B.C. Ferries has revised its four-year plan to take into account a predicted mild recession, inflation, “significantly” rising costs across the system and ongoing employee staffing and retention challenges.
A 41-page supplemental report to the Office of the B.C. Ferries Commissioner updates the corporation’s outlook submitted six months ago.
Employee turnover is high, mid-life upgrades for ships are being deferred, and maintenance costs for its aging fleet and infrastructure have jumped.
B.C. Ferries’ updated forecast, based on the expectation of a mild recession early in its 2024 fiscal year, predicts traffic will be down one to three per cent overall, resulting in a $14-million drop in fare revenue.
With high inflation that could cut into consumer spending in the next two years, there is a “real risk there will be a reduction in discretionary travel, which could further impact travel,” the update says.
Even so, the company is assuming favourable economic conditions will return in the 2025 fiscal year, bringing traffic back up to earlier forecasted levels.
It cautions that vehicle traffic could decline with future fare-rate increases. However, the province announced last month it was providing $500 million to B.C. Ferries to keep fare increases below three per cent per year.
Capital spending is typically planned over 12 years. Numbers provided in September have been revised because of “extraordinary” inflation, the update said.
About $229 million has been added to the capital budget of $5-billion-plus even as some projects have been cancelled or deferred.
New vessels account for about $2.2 billion of the capital budget. The cost of several more new Island-class vessels has increased, although the report did not say by how much.

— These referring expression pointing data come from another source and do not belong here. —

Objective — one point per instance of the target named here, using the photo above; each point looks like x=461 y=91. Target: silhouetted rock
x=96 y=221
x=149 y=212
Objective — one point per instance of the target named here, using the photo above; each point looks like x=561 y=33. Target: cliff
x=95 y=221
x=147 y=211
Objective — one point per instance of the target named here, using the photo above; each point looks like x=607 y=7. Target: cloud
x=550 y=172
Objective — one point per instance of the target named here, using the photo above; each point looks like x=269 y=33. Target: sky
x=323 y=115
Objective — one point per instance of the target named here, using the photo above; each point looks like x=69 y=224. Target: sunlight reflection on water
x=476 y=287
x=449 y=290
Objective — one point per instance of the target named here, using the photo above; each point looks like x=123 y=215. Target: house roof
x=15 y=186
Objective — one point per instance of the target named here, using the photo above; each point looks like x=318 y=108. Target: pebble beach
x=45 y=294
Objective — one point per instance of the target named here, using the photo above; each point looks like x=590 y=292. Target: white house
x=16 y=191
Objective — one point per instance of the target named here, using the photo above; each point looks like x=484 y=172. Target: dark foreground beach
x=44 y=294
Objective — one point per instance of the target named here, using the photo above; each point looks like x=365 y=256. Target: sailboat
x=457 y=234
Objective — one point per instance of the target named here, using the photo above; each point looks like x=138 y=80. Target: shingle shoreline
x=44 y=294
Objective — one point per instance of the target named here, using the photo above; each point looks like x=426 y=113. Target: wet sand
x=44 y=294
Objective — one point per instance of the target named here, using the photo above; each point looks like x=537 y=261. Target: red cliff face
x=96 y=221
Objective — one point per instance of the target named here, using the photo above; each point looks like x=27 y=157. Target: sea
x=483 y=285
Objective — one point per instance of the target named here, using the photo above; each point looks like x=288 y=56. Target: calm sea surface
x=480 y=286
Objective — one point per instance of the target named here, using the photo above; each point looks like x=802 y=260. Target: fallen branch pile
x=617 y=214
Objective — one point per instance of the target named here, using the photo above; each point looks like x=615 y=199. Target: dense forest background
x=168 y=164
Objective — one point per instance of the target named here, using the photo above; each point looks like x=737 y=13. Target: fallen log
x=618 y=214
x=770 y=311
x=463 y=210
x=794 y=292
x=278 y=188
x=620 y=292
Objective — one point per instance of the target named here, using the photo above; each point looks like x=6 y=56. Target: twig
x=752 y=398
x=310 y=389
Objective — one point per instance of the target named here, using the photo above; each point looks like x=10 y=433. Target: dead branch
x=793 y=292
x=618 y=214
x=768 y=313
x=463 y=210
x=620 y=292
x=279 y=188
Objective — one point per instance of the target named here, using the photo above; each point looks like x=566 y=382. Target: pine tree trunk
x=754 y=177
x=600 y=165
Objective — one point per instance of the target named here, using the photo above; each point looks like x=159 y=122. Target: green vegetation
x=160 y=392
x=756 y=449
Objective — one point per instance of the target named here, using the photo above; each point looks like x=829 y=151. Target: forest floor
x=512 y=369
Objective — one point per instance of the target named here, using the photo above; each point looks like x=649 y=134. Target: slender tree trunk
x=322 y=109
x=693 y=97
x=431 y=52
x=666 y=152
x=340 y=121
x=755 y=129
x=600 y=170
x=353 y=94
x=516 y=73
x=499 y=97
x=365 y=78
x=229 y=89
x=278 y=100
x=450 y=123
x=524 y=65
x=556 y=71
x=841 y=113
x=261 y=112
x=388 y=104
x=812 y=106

Expected costs of $3.1 billion to upgrade existing vessels, terminals and information technology are expected to rise by about $187 million from previous estimates, mainly because of inflation, the update said.
As some projects have been advanced and others confirmed, more than 50 new initiatives remain, including a potential new tug and barge.
About 15 projects have been cancelled, valued at about $24 million.
Mid-life upgrades for the Coastal-class ferries have been pushed back to 2034.
Terminal and vessel maintenance costs have climbed because of supply-chain pressures, inflation, unplanned work due to deferred capital programs, and required repairs at terminals, the outlook says.
The cost to maintain the terminals has been higher than expected — expenses rose by $6.9 million for the 2023 fiscal year and by $7.9 million for the 2024 fiscal year.
More than half of the report addresses long-standing human resources issues, including lack of trained staff, high turnover, lack of leadership training and pay rates that are not competitive.
At the urging of the union representing B.C. Ferries workers, wages talks are set to reopen in November, five month ahead of schedule.
The report compared hourly rates for eight positions and found B.C. Ferries was behind Seaspan, a North Vancouver-based marine company, in seven work categories.
Deckhand and bridgewatch workers at B.C. Ferries earned 24.9 per cent less than at Seaspan and third engineers on a large vessel earned 18.6 per cent less.
The outlook contained a section that looked at how to attract and retain workers, including information obtained through exit interviews.
Consistent themes emerged when employees were asked why they were leaving B.C. Ferries.
An unnecessary amount of paperwork is required when technology could be used, they said, and operations management was not sufficiently trained to manage staff. Workers pointed to an unsustainable workload, such as years of working 12-to-15-hour days and most weekends and the belief that a work-life balance was not possible.
Other issues included a feeling that the workload was unmanageable and the situation would not improve in the long term. A lack of progress in human resources was also listed.
B.C. Ferries made hiring accredited officers a priority, but the report said there has been a growing number of declined employment offers.
Would-be employees noted the difficulty in finding housing and the cost of living in some communities, the report said.
“B.C. Ferries is experiencing a gap in overall leadership capabilities, with front line leaders needing higher levels of support to manage both operations and their team members.”